Seven Ancient Wonders was a fun read that I enjoyed, but it’s something you have to try not to think about too hard.
The Consuming Fire (Interdependency #2)
By John Scalzi
Narrated by Wil Wheaton
Published October 2018
I reviewed the first book in Scalzi’s Interdependency series here earlier this year. One of my complaints about The Collapsing Empire was that it felt like a set-up to the rest of the series, but after reading The Consuming Fire I’m not sure how I feel about that comment. Consuming Fire at times felt like it was setting up things, but we got more pay-offs than in Collapsing Empire. In fact, that ending was so satisfying, even if there was a slight ass-pull element to it. I won’t talk too much about the story as a whole, since I summed up the plot of the series pretty well in the last review. I’ll just mention a few highlights, and some disappointments.
First, something I didn’t like; the amount of exposition and repetition. Yes, I know, it’s the second book in a series so there’s going to be some recapping, but everyone brought up the attempted space-shuttle assassination thing way more than necessary. Also, some things were way over-explained.
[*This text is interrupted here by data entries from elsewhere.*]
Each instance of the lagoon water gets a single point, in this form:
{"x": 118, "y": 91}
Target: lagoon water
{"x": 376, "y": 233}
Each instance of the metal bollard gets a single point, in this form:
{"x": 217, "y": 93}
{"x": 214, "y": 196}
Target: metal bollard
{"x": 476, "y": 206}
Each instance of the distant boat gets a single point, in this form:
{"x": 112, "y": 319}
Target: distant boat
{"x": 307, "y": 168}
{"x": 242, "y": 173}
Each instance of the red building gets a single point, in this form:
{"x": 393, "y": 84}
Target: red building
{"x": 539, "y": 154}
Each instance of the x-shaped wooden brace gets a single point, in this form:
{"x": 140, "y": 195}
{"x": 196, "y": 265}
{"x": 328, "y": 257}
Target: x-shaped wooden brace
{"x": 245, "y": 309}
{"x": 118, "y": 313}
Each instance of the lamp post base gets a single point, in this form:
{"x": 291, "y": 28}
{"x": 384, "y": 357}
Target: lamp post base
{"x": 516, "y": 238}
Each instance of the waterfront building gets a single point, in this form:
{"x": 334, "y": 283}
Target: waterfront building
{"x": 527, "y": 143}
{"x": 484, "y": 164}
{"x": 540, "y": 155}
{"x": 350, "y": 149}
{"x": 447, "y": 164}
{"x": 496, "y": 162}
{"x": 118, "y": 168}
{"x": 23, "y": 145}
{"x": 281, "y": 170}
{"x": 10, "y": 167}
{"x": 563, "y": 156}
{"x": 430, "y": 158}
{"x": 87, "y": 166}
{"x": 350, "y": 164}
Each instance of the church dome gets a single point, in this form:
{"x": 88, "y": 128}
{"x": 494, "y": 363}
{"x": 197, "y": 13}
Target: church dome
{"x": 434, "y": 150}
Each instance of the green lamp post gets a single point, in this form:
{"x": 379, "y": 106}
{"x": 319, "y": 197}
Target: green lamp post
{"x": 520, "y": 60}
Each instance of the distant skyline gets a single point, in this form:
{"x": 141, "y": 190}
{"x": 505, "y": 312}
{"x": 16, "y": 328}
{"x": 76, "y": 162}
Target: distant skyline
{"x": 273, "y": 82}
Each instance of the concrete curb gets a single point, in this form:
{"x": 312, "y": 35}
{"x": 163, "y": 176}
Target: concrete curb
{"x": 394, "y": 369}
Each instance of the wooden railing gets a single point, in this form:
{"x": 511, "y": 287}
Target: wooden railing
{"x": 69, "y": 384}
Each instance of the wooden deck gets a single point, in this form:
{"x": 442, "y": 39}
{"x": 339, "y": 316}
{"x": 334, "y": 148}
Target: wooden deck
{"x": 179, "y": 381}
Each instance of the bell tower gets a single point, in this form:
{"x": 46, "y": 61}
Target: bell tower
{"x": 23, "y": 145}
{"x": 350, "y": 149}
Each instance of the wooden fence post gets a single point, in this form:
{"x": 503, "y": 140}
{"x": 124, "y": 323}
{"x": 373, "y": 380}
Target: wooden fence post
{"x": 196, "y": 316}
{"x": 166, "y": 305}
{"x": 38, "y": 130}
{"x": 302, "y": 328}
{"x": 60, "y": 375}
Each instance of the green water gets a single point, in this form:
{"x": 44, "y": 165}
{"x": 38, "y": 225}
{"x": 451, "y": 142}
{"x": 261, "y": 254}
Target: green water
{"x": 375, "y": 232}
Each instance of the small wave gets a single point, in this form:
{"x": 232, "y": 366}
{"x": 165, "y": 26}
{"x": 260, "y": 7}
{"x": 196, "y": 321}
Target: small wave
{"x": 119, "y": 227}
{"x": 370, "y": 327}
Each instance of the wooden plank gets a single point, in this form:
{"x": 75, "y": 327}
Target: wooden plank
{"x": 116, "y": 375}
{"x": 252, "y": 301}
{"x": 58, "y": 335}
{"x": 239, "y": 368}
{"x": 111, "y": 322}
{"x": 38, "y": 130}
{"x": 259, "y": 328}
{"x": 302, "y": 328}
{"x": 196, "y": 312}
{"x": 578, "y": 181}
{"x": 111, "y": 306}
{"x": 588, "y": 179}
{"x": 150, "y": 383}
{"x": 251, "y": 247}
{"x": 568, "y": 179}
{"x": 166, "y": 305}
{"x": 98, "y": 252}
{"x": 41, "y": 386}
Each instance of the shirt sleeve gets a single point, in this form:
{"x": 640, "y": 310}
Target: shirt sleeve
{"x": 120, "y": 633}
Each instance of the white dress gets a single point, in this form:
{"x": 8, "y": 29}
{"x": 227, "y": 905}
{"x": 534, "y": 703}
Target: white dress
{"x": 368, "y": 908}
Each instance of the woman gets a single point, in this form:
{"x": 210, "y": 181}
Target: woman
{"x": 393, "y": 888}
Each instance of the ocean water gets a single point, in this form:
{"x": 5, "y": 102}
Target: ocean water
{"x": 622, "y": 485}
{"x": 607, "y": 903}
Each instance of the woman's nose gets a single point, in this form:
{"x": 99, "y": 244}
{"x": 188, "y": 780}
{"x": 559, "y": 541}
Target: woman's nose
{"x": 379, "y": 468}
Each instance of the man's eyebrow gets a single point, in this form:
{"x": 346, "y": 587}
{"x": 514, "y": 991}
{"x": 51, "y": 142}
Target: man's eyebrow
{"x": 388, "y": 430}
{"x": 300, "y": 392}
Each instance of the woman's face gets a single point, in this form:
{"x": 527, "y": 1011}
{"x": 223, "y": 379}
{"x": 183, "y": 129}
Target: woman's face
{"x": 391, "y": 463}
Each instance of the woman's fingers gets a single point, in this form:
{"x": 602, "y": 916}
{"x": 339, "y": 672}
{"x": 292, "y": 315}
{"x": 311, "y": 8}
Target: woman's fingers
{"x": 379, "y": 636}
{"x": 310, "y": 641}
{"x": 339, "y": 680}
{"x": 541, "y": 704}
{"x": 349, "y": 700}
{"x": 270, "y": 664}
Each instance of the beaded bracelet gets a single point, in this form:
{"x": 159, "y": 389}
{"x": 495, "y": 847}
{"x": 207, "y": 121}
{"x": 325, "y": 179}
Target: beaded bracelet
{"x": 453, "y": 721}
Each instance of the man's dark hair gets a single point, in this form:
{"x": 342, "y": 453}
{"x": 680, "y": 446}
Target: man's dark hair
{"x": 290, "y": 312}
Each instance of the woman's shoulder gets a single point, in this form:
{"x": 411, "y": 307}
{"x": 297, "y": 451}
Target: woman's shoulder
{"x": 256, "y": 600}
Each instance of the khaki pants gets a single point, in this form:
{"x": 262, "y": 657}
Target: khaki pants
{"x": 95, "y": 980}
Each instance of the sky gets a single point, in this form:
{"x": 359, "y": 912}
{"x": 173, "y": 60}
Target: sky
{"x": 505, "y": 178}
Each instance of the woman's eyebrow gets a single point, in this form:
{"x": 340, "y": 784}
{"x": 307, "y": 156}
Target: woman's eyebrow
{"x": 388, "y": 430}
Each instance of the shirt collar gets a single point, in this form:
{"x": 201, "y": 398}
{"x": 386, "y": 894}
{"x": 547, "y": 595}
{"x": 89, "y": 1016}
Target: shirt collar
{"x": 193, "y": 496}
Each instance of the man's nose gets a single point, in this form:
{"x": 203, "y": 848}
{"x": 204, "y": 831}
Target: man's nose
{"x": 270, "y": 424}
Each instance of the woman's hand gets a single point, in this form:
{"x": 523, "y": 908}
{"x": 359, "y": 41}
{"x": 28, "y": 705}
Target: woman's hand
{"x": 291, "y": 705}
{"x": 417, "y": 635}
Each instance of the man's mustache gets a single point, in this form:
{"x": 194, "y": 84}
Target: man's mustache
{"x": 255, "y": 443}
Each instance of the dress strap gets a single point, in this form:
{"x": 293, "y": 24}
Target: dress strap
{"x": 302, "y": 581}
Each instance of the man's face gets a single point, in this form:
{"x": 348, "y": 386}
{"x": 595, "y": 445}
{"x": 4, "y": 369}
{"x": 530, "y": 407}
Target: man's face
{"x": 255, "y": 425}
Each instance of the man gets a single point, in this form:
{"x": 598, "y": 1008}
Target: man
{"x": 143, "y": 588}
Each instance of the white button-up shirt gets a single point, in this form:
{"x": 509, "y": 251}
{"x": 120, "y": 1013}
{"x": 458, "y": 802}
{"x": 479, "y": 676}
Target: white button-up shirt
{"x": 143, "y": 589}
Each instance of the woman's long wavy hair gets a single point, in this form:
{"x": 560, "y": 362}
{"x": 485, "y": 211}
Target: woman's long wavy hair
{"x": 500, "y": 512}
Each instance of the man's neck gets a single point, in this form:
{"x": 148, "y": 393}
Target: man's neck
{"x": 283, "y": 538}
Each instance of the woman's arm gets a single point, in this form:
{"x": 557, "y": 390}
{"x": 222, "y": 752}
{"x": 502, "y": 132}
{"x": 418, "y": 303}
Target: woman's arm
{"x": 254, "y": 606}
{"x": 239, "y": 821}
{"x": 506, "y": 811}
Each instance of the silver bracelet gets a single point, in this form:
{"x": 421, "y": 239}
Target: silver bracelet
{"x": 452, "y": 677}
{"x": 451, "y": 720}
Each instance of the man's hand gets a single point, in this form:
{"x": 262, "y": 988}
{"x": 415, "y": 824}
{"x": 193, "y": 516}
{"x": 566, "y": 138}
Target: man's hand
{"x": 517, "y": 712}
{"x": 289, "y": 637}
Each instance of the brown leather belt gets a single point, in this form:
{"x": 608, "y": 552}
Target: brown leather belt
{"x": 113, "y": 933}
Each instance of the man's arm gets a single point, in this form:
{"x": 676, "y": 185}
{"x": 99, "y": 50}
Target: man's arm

I did like that the climate change denial parallels were more obvious. I know that message fiction can be a real turn off to some people, but I still think Scalzi avoids bashing us over the head too much with it, whilst still taking a jab at leaders who try to deny, minimise, or use the coming changes for their own benefit.
Scalzi’s humour in this book was great. Scalzi humour relies on a lot of snark, sarcasm, and unexpected profanity, which is a perfect fit for narrator Wil Wheaton. I actually read The Collapsing Empire, so this was my first time experiencing a Scalzi story as an audio book. It was also my first time listening to an audiobook narrated by someone I’ve listened to in other media, so I wasn’t sure what to expect. There were times when I pictured some characters as Wil Wheaton, but besides that I enjoyed the narration. Made me laugh a lot.
Now that that’s done, time to get busy. I’ll see you all next month. Or maybe even earlier.
3 thoughts on “October 2018 Reviews”
Great review of Semiosis! I also really enjoyed it. But the multi-generational did really bog the story down for me. I love the idea of it, but upon execution didn’t enjoy it as much.
Yeah, I think there’s a lot of pros and cons to a story with multiple generations. I think it was necessary to tell this type of story, but not something that’ll work for everyone. I think for me having Stevland as a constant in the community helped the flow, though on the other hand it also meant we missed some important parts of his development. I’m trying think of any other multi-generation novels I’ve read that i can compare Semiosis to, but can’t really think of any.
I’m glad to find someone else who enjoyed it. I think this book could do with more love.